Parce que le tisserin du village, Ploceus cucullatus, produit des œufs dans une gamme de couleurs solides, allant du blanc à un bleu verdâtre moyen, il a été possible de faire des comparaisons quantitatives directes pour une variété de couleurs de coquilles d’œufs produites par cette espèce dans un environnement lumineux contrôlé.

Les chercheurs ont testé quatre composantes de l’hypothèse de la lumière solaire :

  1. les rayons ultraviolets (UV) dommageables peuvent se transmettre à travers les coquilles d’œufs des oiseaux
  2. les rayons infrarouges (IR) à des intensités naturelles peuvent chauffer l’intérieur des œufs
  3. une coloration plus intense des œufs diminue la transmission de la lumière. (« le pigment comme parasol »)
  4. une coloration plus intense de l’œuf augmente l’absorption de la lumière par la coquille et chauffe l’intérieur de l’œuf (« effet voiture noire »)

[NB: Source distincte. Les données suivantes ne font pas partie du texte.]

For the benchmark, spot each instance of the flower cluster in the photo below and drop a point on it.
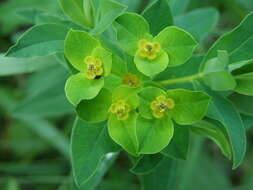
(120, 89)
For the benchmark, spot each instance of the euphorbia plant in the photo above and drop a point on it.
(137, 85)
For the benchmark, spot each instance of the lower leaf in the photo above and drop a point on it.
(153, 134)
(123, 132)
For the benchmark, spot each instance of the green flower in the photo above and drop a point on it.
(160, 105)
(121, 109)
(93, 62)
(153, 54)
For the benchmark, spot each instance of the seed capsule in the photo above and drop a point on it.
(160, 105)
(148, 50)
(94, 67)
(120, 109)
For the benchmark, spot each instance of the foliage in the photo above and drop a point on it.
(138, 85)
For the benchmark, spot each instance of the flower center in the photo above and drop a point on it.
(131, 80)
(148, 50)
(121, 109)
(160, 105)
(94, 67)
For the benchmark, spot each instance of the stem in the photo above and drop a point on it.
(182, 79)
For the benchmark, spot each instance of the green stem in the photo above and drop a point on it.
(186, 79)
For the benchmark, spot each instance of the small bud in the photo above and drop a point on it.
(148, 50)
(131, 80)
(94, 67)
(120, 109)
(160, 105)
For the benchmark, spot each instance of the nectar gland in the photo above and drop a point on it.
(148, 50)
(160, 105)
(131, 80)
(94, 67)
(121, 109)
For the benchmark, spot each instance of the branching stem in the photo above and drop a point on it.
(186, 79)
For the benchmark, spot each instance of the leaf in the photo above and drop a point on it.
(127, 94)
(190, 106)
(199, 29)
(146, 164)
(178, 7)
(97, 109)
(222, 110)
(216, 74)
(79, 88)
(243, 103)
(47, 131)
(237, 46)
(124, 132)
(109, 10)
(79, 11)
(14, 66)
(103, 167)
(158, 9)
(40, 40)
(177, 43)
(220, 81)
(153, 135)
(152, 67)
(244, 84)
(90, 144)
(179, 144)
(9, 19)
(163, 177)
(78, 45)
(213, 130)
(130, 28)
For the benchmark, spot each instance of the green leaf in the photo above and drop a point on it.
(179, 144)
(32, 43)
(79, 88)
(102, 168)
(163, 177)
(216, 74)
(222, 110)
(199, 29)
(79, 11)
(90, 144)
(147, 95)
(236, 44)
(153, 134)
(243, 103)
(177, 43)
(130, 28)
(146, 164)
(152, 67)
(107, 12)
(97, 109)
(244, 84)
(158, 9)
(190, 106)
(220, 80)
(213, 130)
(14, 66)
(48, 132)
(127, 94)
(179, 7)
(124, 132)
(78, 45)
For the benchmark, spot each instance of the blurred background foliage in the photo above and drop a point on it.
(36, 119)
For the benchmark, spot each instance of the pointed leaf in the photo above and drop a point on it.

Les chercheurs ont mesuré les trois destins de la lumière visible incidente sur un œuf d’oiseau, et ont comparé ces destins pour un œuf blanc à ceux d’un œuf bleu verdâtre, et ont constaté que la couleur de la coquille d’œuf affectait effectivement la réflectance (R ; colonne de gauche), l’absorbance (A ; colonne du milieu) et la transmittance (T ; colonne de droite) de la lumière solaire (figure 4) :

Figure 4 : Trois sorts de la lumière visible incidente sur une coquille d’œuf d’oiseau, illustrant l’influence de la couleur de la coquille. (doi:10.1086/685780)

Des expériences supplémentaires ont révélé que, comme les chercheurs l’avaient prédit, les coquilles d’œufs plus foncées (vert-bleu) protégeaient effectivement mieux l’intérieur de l’œuf (où se développe ce précieux embryon) de la lumière, notamment des dangereux rayons UV endommageant l’ADN. Mais en même temps, les pigments plus foncés permettaient aussi aux œufs d’absorber plus de lumière et donc, les faisaient chauffer plus rapidement – et la surchauffe peut accélérer le développement embryonnaire, ce qui entraîne ensuite une série d’autres problèmes.

Donc, en gros, dans les environnements à luminosité modérée, comme la forêt où nichent généralement les merles d’Amérique, les œufs des oiseaux évolueront vers une couleur foncée pour protéger l’embryon du Soleil, alors que les nids dans des environnements plus lumineux, comme les parcs ouverts, les régions semi-arides et arides, les dangers d’une surchauffe rapide favorisent des coquilles d’œufs blanches ou plus claires.

Ces résultats sont utiles pour prédire les types d’environnements dans lesquels les oiseaux nichent, mais peuvent aussi expliquer pourquoi certaines espèces d’oiseaux, comme le tisserin du village, produisent des œufs de couleurs variées, du blanc au bleu verdâtre foncé.